If you install or enable a Third Party Service for use with the Services, you grant us permission to allow the applicable Third Party Provider to access your data and to take any other actions as required for the interoperation of the Third Party Service with the Services, and any exchange of data or other interaction between you and the Third Party Provider is solely between you and such Third Party Provider. Coreware, LLC. is not responsible for any disclosure, modification or deletion of your data or other Materials, or for any corresponding losses or damages you may suffer, as a result of access by a Third Party Service or a Third Party Provider to your data or other Materials.
Google Maps is a Third Party Service that is used within the Services. Your use of the Service is subject to your acceptance of the Google Maps and Earth Enterprise Universal Acceptable Use Policy, as it may be amended by Google from time to time.
Under no circumstances shall Coreware, LLC. be liable for any direct, indirect, incidental, special, consequential, punitive, extraordinary, exemplary or other damages whatsoever, that result from any Third Party Services or your contractual relationship with any Third Party Provider, including any Expert. These limitations shall apply even if Coreware, LLC. has been advised of the possibility of such damages. The foregoing limitations shall apply to the fullest extent permitted by applicable law.
You agree to indemnify and hold us and (as applicable) our parent, subsidiaries, affiliates, Coreware, LLC. partners, officers, directors, agents, employees, and suppliers harmless from any claim or demand, including reasonable attorneys’ fees, arising out of your use of a Third Party Service or your relationship with a Third Party Provider.
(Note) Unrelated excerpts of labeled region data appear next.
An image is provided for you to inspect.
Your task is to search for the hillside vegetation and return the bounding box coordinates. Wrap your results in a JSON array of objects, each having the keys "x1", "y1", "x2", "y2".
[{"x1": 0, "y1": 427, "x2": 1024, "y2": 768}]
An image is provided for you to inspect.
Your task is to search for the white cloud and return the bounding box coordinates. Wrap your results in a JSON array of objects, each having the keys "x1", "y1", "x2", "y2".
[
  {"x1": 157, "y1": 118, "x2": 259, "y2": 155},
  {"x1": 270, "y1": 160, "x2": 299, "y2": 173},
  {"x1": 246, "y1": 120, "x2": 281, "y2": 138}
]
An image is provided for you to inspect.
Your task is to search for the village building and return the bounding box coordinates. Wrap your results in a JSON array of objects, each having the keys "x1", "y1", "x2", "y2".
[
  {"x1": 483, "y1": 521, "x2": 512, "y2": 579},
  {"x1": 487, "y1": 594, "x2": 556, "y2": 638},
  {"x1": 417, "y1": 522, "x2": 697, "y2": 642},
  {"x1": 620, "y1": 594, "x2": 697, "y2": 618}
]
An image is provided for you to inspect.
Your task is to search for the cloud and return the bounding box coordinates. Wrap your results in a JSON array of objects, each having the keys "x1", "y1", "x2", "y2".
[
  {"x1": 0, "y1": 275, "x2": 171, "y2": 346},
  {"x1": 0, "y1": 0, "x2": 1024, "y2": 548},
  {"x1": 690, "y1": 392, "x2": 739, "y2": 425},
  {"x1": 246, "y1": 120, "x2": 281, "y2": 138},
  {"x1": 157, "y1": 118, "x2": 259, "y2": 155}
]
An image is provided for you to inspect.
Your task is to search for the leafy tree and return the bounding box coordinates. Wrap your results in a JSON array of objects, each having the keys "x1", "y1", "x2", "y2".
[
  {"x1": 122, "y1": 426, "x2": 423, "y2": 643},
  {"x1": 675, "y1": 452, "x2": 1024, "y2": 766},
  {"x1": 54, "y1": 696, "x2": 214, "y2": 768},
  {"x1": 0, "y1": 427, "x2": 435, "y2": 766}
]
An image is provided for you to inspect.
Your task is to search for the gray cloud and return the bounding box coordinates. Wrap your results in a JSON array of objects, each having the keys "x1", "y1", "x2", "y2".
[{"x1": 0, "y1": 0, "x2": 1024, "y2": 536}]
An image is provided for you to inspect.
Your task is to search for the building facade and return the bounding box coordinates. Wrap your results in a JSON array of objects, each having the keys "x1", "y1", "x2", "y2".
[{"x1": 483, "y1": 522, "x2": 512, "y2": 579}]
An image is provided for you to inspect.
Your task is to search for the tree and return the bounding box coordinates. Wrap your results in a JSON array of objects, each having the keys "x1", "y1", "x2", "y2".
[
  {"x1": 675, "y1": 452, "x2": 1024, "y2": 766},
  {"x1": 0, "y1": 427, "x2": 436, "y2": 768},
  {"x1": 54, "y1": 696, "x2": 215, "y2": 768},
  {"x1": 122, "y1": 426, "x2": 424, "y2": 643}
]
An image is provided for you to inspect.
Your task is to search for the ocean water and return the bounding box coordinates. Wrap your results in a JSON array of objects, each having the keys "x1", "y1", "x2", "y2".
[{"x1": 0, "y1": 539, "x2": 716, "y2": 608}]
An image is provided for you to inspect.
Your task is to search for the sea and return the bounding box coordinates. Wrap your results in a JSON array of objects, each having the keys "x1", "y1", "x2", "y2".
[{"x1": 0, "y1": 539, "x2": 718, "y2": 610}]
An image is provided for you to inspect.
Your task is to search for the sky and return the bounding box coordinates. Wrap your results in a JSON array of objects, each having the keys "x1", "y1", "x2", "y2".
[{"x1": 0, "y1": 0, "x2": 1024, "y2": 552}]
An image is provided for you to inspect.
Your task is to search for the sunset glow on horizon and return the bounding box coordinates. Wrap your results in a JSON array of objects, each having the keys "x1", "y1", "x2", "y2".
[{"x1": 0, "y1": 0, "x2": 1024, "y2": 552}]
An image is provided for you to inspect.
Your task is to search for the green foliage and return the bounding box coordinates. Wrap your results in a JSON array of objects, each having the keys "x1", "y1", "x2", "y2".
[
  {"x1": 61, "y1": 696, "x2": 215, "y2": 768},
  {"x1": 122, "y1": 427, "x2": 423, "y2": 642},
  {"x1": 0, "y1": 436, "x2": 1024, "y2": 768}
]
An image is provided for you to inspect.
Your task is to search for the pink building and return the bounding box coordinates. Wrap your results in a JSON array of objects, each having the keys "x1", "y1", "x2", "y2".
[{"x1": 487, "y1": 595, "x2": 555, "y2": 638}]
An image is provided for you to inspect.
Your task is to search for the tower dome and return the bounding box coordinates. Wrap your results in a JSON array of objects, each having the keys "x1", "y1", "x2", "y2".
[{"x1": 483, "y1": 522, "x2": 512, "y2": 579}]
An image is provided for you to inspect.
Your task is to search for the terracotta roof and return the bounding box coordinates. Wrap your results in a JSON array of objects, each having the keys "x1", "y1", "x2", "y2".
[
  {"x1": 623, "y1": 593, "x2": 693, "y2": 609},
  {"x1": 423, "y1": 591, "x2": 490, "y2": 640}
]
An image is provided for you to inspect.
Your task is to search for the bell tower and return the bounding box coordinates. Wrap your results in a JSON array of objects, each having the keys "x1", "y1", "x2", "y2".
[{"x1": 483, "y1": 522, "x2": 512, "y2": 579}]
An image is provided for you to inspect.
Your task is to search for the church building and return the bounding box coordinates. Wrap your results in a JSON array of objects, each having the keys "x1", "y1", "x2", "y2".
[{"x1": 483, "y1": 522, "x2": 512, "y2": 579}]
DMCA Notice and Takedown Procedure
Coreware, LLC. supports the protection of intellectual property and asks Coreware, LLC. merchants to do the same. It’s our policy to respond to all notices of alleged copyright infringement. If someone believes that one of our merchants is infringing their intellectual property rights, they can send a DMCA Notice to Coreware, LLC.’s designated agent using our form. Upon receiving a DMCA Notice, we may remove or disable access to the Materials claimed to be a copyright infringement. Once provided with a notice of takedown, the merchant can reply with a counter notification using our form if they object to the complaint. The original complainant has 14 business days after we receive a counter notification to seek a court order restraining the merchant from engaging in the infringing activity, otherwise we restore the material.